Vous faites figure de lancement pour la nouvelle maison d’édition Metropolis. Est-ce enthousiasmant de se lancer dans cette nouvelle aventure ?

Totalement ! Metropolis est une toute jeune maison qui m’a donné ma chance et m’appuie de toutes ses forces. Son équipe est jeune, passionnée et fait un travail extraordinaire. La couverture de mon roman est superbe, c’est la plus belle que j’ai jamais eue. Tout comme je n’ai jamais eu autant de retours enthousiastes dans la presse, ni été aussi bien représenté en librairie. L’éditeur croit en moi. Il pousse mon roman pour qu’il puisse avoir le maximum de succès. Et, surtout, il m’a offert une liberté totale, que ce soit en termes de création comme pour changer de pseudonyme par exemple !

 

Aimeriez-vous voir vos romans adaptés en film ou série ? Et si oui, lequel de préférence ?
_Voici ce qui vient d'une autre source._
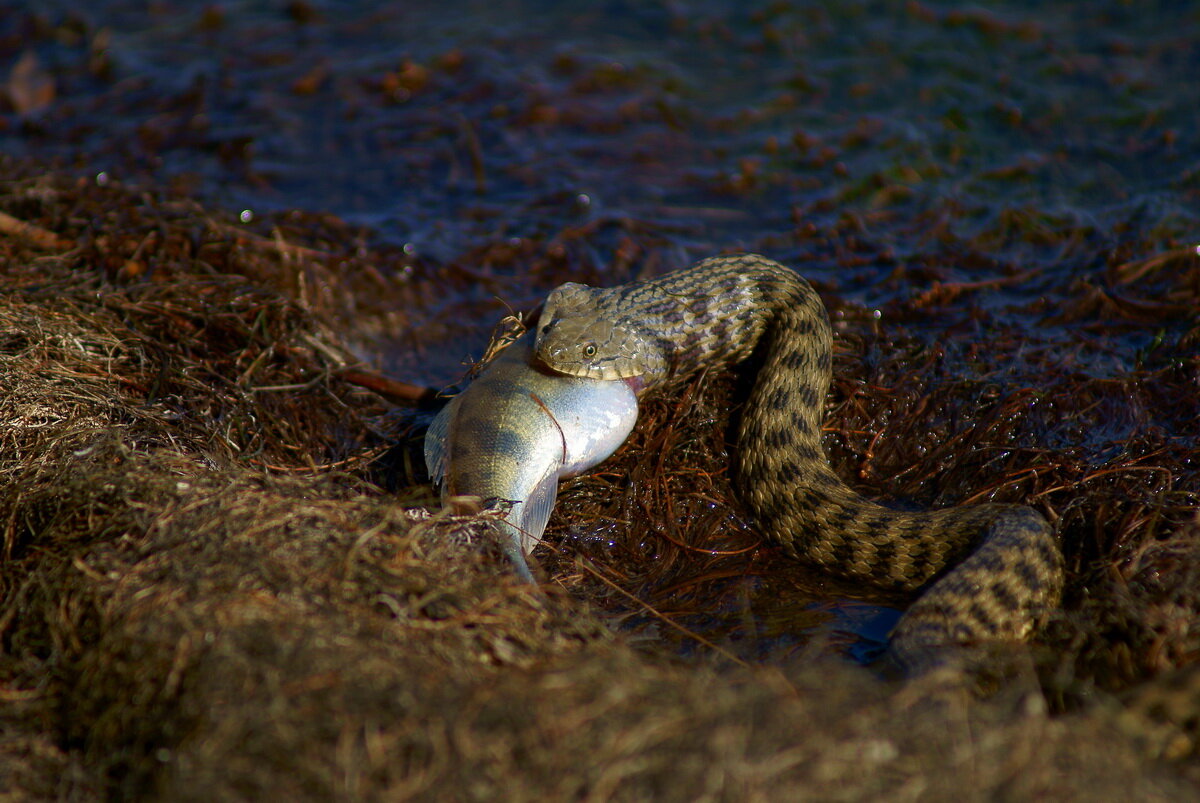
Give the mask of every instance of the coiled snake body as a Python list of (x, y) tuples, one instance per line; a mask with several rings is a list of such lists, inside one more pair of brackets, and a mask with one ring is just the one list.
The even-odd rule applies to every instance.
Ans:
[(538, 355), (556, 371), (640, 377), (644, 390), (760, 346), (737, 455), (742, 495), (766, 534), (845, 577), (924, 589), (892, 633), (902, 666), (944, 647), (1027, 637), (1061, 594), (1050, 526), (1022, 505), (900, 511), (847, 487), (821, 445), (833, 332), (794, 271), (743, 254), (620, 287), (568, 283), (550, 294), (536, 330)]

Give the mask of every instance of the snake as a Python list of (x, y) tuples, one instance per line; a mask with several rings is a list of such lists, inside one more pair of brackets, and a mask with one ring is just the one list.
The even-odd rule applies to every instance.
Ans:
[(516, 574), (541, 543), (560, 479), (617, 450), (637, 421), (637, 382), (563, 376), (533, 359), (524, 332), (442, 408), (425, 435), (425, 465), (443, 501), (479, 497)]
[(895, 510), (834, 472), (822, 447), (833, 329), (812, 286), (778, 262), (730, 254), (617, 287), (568, 282), (546, 298), (534, 349), (559, 373), (636, 379), (640, 394), (761, 360), (734, 429), (739, 496), (784, 552), (917, 594), (888, 641), (906, 670), (1028, 640), (1060, 604), (1061, 547), (1033, 508)]

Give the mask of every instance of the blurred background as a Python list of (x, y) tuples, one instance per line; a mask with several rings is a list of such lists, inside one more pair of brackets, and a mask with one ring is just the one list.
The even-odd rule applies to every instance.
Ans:
[(721, 250), (871, 313), (984, 282), (1048, 326), (1076, 280), (1195, 239), (1196, 76), (1177, 2), (0, 2), (5, 152), (488, 278), (374, 344), (432, 383), (496, 296)]

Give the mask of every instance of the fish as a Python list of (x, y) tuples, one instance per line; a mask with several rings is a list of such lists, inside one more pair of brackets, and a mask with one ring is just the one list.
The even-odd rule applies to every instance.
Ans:
[(498, 509), (499, 543), (517, 575), (536, 582), (526, 556), (541, 543), (562, 479), (614, 453), (637, 423), (640, 380), (557, 373), (526, 332), (450, 400), (425, 436), (425, 465), (452, 496)]

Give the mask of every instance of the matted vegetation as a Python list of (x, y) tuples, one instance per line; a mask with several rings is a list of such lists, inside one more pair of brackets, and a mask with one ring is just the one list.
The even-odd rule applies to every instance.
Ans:
[[(344, 343), (389, 314), (362, 282), (402, 305), (427, 266), (337, 256), (354, 233), (336, 221), (272, 238), (170, 193), (5, 167), (0, 210), (26, 224), (0, 238), (7, 799), (1195, 793), (1195, 329), (1114, 383), (1015, 335), (989, 342), (1010, 362), (976, 367), (827, 295), (839, 471), (917, 504), (1031, 499), (1063, 534), (1067, 604), (983, 699), (820, 646), (738, 663), (730, 639), (684, 660), (664, 617), (694, 625), (746, 571), (796, 582), (725, 475), (736, 382), (652, 402), (564, 492), (558, 529), (592, 535), (544, 555), (536, 592), (469, 521), (377, 484), (403, 432), (344, 379)], [(1114, 265), (1123, 298), (1075, 295), (1148, 326), (1129, 311), (1192, 314), (1198, 282), (1177, 256)], [(1055, 442), (1064, 421), (1121, 449)], [(598, 538), (596, 516), (638, 526)], [(637, 639), (613, 635), (631, 612)]]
C’est un vieux rêve d’enfant, même si le livre est destiné à être un livre. L’aspect cinématographique de mon écriture est une fin en soi, c’est ma manière d’écrire. Mais il se trouve que mon roman De fièvre et de sang est en cours d’adaptation pour la télévision. Je suis extrêmement flatté et il me tarde de voir ce que cela pourra donner. D’autant plus que les producteurs, réalisateurs et scénaristes m’ont expliqué ce qu’ils comptent faire et à mes yeux leurs idées sont brillantes. Ils ont décidé de rendre la série beaucoup plus subversive et transgressive que ne l’était le livre. Il me tarde sincèrement de voir le résultat. Mais il faudra encore un peu de patience…

Comme vous êtes un amateur de musique métal, et que d’ailleurs à chaque livre c’est un aspect qui revient pour l’un de vos personnages, avez-vous un coup de cœur groupe/album/chanson à nous conseiller de découvrir vivement ?

Toute la discographie d’Alice Cooper qui est un génie de que je vénère, à commencer par le morceau Vengeance is mine qui ouvre Vindicta.

 

Un tout grand merci pour cette interview Cédric Sire. Et bonne continuation dans le monde des histoires qui font peur!